Skeletal muscle makes up about 40 percent of an adult male’s body weight. That’s about 600 muscles. Keeping those muscles strong takes protein. The current Recommended Dietary Allowance (RDA) calls for a minimum of 0.8 grams of protein for every 2.2 pounds of body weight. For a man weighing 175 pounds that would be 64 grams of protein. There is plenty of evidence that older men, and women, don’t meet the RDA on protein, making the loss of muscle mass an even bigger problem. Multiple studies, including one published in the American Journal of Physiology, recommend that everyone over 60 should double the amount of protein they consume each day. More protein, the study argues, speeds up the rate of muscle protein synthesis. This means you could build muscle faster, countering the muscle loss.
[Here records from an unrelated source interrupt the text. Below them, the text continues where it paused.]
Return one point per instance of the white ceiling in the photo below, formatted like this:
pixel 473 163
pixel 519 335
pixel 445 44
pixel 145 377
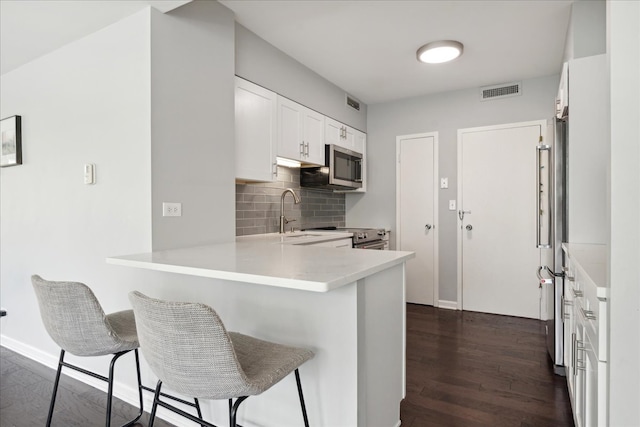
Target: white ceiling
pixel 30 29
pixel 368 48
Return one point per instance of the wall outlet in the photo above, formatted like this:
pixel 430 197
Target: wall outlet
pixel 89 172
pixel 171 209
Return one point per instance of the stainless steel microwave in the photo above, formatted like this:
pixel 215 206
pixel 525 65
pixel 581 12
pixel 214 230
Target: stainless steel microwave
pixel 342 170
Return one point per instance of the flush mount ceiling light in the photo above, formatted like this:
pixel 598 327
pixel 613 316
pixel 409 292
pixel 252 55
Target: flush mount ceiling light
pixel 440 51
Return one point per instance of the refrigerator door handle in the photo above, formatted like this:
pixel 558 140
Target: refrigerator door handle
pixel 539 193
pixel 543 280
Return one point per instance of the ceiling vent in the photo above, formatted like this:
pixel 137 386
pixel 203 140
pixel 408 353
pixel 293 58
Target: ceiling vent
pixel 500 91
pixel 351 102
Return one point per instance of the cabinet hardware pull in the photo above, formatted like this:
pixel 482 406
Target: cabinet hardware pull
pixel 588 314
pixel 574 353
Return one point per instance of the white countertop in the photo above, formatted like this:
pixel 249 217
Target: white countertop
pixel 270 260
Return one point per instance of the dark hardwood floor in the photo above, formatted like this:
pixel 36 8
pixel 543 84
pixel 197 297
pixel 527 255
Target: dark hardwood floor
pixel 475 369
pixel 463 369
pixel 25 393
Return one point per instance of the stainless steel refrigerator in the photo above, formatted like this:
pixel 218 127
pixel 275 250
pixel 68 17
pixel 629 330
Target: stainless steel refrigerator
pixel 551 232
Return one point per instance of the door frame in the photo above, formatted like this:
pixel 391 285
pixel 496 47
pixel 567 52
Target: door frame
pixel 436 194
pixel 543 126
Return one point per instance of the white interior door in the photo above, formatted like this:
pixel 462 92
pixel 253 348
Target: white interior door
pixel 417 214
pixel 497 202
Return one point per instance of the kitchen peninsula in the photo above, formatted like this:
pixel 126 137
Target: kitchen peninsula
pixel 347 305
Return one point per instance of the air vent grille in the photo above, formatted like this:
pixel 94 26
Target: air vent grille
pixel 500 91
pixel 353 103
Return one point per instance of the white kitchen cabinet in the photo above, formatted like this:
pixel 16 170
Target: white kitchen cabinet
pixel 300 132
pixel 585 316
pixel 350 138
pixel 344 136
pixel 255 127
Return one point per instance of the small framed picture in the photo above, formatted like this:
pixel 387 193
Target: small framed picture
pixel 11 134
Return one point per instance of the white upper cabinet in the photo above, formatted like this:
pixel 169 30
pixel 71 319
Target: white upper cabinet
pixel 256 132
pixel 300 132
pixel 344 136
pixel 352 139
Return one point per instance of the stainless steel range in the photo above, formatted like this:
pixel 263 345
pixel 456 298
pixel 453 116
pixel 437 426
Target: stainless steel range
pixel 363 238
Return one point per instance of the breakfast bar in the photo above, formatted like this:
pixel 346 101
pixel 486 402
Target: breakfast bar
pixel 346 305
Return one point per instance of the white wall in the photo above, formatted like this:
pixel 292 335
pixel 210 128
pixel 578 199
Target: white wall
pixel 265 65
pixel 85 103
pixel 155 121
pixel 192 131
pixel 623 47
pixel 444 113
pixel 586 35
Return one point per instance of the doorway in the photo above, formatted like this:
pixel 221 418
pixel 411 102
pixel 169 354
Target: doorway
pixel 417 213
pixel 497 251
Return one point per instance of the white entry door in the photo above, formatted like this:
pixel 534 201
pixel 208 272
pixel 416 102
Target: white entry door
pixel 417 208
pixel 498 254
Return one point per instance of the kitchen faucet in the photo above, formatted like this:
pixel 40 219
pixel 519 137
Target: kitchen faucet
pixel 283 220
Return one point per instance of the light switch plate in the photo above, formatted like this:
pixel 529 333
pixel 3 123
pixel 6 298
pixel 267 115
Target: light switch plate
pixel 171 209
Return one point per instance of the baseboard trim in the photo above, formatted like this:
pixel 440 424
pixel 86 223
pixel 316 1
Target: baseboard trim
pixel 449 305
pixel 120 390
It’s not hard to get that extra protein—three ounces of chicken is 27 grams and three ounces of salmon is 19 grams.
But Douglas Paddon-Jones, Ph.D., professor of nutrition and metabolism at The University of Texas Medical Branch, Galveston, said doubling protein intake can translate into a extra calories. “One-hundred and fifty to two hundred grams a day isn’t going to do you any harm, but that’s a lot of protein. That’s a lot of food. There’s no need to eat that much.”
Plus, he said starting good habits when you’re young might help you maintain them over a lifetime. Changing life-long behavior is tricky, and instead, according to Dr. Paddon-Jones, we should start consuming the appropriate amount of protein at an early age. And just stick with it.
“The study suggests that if you’re older you might have anabolic resistance. You might not be able to use the protein in your diet to build and repair muscle,” he said. “They argue more protein counters what happens when you age. My argument: put a decent amount in to begin with, then you don’t need to change.”
A decent amount, Dr. Paddon-Jones said, is equal amounts at all three meals—20 to 35 grams or so being a reasonable, moderate serving. “If you’re a tiny person, you aim for the low-side. If you’re an athlete you need more of everything.”
And if your appetite shrinks as you age, he said, skip the roll and the starch and make sure the protein still lands on the plate.
A new study published in the American Journal of Clinical Nutrition agrees with Dr. Paddon-Jones that you should spread your protein out throughout the day. Researchers looked at a group of healthy, older adults for more than three years, assessing their strength and mobility. For many, muscle strength declined. However, those who spread their protein out throughout the day had greater muscle strength at both the beginning and the end of the study. Researchers recommend getting protein at each meal—breakfast, lunch, and dinner—and even at snack time.
Regardless of which protein prescription you subscribe to, Dr. Paddon-Jones said that eating protein won’t have a dramatic effect, rather a slow-drip over years that will set you up for success as you age. In other words—the protein will be helping you, but you won’t notice its impact.
Of course, diet alone won’t build strong muscles. You need to get up and exercise. Doctors recommend strength-training at least twice a week, consisting of 10 to 12 reps of multiple exercises that target the arms, abdomen, back, shoulders, chest, and legs.